BFMTV

Abou Bakr Al-Baghdadi a quitté Mossoul devant l'avancée irakienne

Abu Bakr al-Baghdadi dans une vidéo de propagande de l'État islamique diffusée le 5 juillet 2014

Abu Bakr al-Baghdadi dans une vidéo de propagande de l'État islamique diffusée le 5 juillet 2014 - Al-Furqan Media - AFP

Abou Bakr Al-Baghdadi a fui la ville du nord de l'Irak, où il s'était autoproclamé calife en juin 2014, devant l'offensive de la coalition, a annoncé ce mercredi un responsable militaire américain.

Abou Bakr Al-Bagdadi "est vivant" mais "a quitté Mossoul" à l'approche des troupes irakiennes, a affirmé ce mercredi un responsable américain qui prévoit par ailleurs un repli futur du "califat" sur la vallée de l'Euphrate. Le chef de Daesh "n'exerce probablement aucune influence tactique sur la manière dont la bataille est menée" contre les forces irakiennes à Mossoul, a ajouté ce responsable américain de la Défense devant des journalistes. 

"Il a probablement donné de grandes orientations stratégiques" à ses chefs militaires sur place et les a laissés mener le combat, a-t-il poursuivi, sous couvert d'anonymat. Le leader de Daesh est traqué par le commandement américain des forces spéciales (Socom) et les agences de renseignement américaines, comme l'avait été avant lui le chef d'Al-Qaïda Oussama Ben Laden.

Une réorganisation est en cours au sein du mouvement islamiste

Les troupes irakiennes ont déjà reconquis la partie Est de Mossoul et s'apprêtent à prendre d'assaut la vieille ville dans la partie Ouest, où de féroces combats sont attendus. Selon le même responsable américain, Daesh prévoit de se replier sur la vallée de l'Euphrate après la perte de Mossoul et celle de Raqqa, en Syrie. "Je ne pense pas que (les jihadistes) aient renoncé" à tenir des territoires dans le cadre d'un "califat", a encore ajouté le responsable américain. "Ils font des plans pour continuer à fonctionner comme un pseudo-Etat centré sur la vallée de l'Euphrate". 
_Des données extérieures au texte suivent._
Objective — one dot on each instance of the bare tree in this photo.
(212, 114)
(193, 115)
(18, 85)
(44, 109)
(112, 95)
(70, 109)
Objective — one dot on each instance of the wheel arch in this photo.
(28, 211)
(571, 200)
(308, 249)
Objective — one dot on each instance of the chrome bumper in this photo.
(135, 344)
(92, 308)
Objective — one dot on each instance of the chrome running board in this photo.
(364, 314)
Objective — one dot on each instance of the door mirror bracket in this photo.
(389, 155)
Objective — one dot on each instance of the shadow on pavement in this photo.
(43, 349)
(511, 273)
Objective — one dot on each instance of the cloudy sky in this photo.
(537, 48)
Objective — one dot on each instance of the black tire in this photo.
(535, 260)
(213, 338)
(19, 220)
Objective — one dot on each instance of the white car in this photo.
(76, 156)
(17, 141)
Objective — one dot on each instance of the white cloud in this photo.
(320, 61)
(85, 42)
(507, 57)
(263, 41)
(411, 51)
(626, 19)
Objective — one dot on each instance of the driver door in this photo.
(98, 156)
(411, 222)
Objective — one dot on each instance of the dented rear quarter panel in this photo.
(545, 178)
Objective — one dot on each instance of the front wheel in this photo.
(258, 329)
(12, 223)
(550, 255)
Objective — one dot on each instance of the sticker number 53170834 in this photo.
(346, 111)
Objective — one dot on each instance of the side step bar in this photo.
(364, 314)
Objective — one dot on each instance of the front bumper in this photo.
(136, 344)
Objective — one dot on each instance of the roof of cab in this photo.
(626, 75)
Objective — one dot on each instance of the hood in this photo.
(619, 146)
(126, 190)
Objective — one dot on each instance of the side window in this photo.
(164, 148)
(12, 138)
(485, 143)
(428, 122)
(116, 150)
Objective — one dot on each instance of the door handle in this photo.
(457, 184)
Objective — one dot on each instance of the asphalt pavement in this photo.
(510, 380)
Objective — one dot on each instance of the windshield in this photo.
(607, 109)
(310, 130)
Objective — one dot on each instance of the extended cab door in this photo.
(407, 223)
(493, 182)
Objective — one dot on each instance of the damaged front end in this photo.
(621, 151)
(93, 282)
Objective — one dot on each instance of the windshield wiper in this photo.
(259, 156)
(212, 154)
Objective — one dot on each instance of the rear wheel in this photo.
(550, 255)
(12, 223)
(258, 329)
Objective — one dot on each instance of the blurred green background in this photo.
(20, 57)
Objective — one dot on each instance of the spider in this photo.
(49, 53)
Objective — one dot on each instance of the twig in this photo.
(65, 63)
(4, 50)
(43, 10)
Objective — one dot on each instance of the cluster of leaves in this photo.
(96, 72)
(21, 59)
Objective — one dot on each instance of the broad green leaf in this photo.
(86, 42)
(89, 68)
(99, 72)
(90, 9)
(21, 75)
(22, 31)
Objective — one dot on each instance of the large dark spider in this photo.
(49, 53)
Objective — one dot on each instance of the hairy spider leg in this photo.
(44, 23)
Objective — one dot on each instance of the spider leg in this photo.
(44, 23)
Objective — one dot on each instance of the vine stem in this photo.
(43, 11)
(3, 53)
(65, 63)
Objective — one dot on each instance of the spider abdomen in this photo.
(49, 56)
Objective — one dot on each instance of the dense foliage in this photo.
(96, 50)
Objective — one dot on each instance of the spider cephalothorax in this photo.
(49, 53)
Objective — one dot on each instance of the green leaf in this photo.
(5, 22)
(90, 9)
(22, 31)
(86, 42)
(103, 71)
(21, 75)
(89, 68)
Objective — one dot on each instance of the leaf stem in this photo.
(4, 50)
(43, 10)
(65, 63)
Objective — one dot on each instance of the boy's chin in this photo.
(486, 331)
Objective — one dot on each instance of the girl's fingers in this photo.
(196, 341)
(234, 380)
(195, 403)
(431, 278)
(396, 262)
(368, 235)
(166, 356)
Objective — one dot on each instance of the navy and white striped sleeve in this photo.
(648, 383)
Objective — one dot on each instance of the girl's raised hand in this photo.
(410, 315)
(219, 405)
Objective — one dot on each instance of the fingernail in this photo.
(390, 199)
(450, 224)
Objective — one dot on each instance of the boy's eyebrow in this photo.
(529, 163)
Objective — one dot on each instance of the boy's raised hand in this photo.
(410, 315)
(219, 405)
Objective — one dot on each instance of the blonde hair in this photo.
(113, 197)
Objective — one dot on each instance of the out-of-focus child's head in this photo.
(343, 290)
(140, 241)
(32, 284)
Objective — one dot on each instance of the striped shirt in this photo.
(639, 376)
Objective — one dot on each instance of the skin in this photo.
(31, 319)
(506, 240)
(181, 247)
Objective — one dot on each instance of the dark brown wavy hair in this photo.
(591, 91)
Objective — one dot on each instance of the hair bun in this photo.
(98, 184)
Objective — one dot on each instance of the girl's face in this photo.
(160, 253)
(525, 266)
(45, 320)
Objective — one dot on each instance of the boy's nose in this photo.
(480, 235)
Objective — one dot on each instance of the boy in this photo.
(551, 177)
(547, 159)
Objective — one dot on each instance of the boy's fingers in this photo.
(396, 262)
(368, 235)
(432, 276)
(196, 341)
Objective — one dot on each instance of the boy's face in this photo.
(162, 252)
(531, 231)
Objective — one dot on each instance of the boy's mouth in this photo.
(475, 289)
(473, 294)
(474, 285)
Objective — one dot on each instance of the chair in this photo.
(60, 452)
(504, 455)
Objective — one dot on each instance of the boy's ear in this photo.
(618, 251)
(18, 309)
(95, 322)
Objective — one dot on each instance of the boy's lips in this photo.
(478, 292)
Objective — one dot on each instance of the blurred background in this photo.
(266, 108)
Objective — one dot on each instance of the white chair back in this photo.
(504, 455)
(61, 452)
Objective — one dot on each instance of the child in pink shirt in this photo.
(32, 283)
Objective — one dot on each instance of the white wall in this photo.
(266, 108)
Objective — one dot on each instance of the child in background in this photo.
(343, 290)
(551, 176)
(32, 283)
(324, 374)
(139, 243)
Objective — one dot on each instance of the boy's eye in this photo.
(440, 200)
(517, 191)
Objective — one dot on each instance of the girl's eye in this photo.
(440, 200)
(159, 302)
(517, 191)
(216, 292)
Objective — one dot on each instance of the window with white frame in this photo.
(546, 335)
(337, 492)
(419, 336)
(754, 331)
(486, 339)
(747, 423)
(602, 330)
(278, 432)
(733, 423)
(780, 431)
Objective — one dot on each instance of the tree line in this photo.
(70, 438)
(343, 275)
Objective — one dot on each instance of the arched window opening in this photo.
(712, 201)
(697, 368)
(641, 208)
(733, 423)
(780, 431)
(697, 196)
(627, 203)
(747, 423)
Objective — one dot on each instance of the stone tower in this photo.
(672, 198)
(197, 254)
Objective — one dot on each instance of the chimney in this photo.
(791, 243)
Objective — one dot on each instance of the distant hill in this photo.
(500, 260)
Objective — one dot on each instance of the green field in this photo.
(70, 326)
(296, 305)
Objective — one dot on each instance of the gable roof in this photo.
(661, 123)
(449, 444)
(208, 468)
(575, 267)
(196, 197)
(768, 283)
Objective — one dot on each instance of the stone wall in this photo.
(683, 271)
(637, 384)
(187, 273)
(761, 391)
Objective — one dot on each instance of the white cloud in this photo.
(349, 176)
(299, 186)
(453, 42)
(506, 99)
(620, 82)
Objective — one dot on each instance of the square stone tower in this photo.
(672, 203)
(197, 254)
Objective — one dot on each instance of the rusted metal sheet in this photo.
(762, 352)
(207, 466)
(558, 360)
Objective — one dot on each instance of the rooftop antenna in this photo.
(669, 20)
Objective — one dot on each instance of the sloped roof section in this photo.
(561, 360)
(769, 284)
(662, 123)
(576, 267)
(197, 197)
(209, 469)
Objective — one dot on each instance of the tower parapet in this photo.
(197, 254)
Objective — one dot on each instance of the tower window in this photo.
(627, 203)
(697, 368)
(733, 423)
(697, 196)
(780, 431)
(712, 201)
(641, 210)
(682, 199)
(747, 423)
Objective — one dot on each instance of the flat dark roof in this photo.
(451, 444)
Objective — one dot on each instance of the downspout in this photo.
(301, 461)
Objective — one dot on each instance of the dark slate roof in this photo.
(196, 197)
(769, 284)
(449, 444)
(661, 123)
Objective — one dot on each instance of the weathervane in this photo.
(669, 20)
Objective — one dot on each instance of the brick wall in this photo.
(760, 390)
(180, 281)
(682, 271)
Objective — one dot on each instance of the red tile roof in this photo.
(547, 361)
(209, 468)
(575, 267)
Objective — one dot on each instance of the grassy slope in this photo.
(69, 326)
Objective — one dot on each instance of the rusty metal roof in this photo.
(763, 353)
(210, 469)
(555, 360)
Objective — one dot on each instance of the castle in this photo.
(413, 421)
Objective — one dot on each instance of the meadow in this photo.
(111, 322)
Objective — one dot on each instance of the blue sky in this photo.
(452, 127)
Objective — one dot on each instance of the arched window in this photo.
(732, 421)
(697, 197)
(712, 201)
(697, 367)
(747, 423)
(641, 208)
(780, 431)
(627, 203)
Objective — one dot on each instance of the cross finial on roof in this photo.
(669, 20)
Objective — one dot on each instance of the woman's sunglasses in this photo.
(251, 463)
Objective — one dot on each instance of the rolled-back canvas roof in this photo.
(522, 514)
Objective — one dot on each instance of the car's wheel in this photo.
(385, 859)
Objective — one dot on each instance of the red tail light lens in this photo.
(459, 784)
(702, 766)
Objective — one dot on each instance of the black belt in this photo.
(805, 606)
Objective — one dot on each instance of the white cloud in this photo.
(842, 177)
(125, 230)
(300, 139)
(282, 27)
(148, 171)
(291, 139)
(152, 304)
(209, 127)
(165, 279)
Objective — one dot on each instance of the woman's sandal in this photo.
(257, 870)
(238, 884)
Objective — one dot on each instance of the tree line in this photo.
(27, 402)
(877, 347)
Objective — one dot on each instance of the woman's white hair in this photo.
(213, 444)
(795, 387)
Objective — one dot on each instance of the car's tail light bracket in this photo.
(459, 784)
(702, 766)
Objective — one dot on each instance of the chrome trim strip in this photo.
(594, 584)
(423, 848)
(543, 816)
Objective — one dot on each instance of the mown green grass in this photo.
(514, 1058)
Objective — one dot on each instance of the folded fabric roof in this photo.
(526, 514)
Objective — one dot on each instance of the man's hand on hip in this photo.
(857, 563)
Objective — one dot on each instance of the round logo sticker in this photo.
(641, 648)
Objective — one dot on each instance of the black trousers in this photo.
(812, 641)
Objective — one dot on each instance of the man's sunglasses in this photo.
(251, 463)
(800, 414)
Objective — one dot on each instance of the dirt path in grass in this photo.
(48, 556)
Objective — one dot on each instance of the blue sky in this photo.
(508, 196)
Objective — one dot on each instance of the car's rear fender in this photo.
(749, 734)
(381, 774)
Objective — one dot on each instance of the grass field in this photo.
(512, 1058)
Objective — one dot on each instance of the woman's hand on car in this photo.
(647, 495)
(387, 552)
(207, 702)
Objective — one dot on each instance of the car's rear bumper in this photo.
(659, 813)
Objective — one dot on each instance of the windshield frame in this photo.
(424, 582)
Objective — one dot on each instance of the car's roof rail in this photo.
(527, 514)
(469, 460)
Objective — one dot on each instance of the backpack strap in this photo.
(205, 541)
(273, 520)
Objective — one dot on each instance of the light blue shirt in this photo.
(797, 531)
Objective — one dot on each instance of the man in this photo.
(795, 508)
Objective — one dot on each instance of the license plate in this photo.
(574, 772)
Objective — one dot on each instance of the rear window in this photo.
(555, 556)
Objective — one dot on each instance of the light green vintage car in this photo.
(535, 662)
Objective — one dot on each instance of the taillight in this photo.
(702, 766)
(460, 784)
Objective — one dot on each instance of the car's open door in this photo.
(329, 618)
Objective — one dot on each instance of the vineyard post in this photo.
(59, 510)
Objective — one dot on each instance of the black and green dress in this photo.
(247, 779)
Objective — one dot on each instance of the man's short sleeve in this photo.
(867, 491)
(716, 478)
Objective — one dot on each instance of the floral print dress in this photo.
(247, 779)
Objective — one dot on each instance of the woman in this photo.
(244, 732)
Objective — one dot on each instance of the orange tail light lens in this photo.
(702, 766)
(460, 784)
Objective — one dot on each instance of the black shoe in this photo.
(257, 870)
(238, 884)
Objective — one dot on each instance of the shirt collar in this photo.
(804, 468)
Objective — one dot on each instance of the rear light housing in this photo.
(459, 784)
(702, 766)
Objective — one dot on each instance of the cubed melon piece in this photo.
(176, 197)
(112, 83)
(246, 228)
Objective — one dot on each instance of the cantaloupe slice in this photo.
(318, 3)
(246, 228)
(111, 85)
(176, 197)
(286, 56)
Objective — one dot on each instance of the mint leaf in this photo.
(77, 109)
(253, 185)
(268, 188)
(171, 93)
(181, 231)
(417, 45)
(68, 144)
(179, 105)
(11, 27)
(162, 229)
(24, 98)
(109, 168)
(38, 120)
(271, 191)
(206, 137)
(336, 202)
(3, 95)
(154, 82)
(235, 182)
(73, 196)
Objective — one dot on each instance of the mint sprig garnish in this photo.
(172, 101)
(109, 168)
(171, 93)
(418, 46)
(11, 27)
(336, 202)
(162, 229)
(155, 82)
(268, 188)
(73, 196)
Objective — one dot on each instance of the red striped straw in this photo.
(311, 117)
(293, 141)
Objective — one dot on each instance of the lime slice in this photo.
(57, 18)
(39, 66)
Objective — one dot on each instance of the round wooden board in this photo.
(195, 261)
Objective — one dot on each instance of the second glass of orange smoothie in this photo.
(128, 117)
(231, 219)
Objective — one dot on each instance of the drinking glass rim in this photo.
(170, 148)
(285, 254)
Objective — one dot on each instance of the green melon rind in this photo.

Les cadres de l'organisation islamiste sont "probablement" en train de réorganiser leur administration en "noyaux résilients ou redondants", pour pouvoir continuer à fonctionner en dépit des coups de boutoir de la coalition, a estimé le responsable américain. Selon ce dernier, les jihadistes ont perdu "65% du terrain" qu'ils contrôlaient à leur expansion maximum en 2014. Enfin, le Pentagone estime qu'ils ne disposent plus désormais qu'au maximum de 15.000 hommes.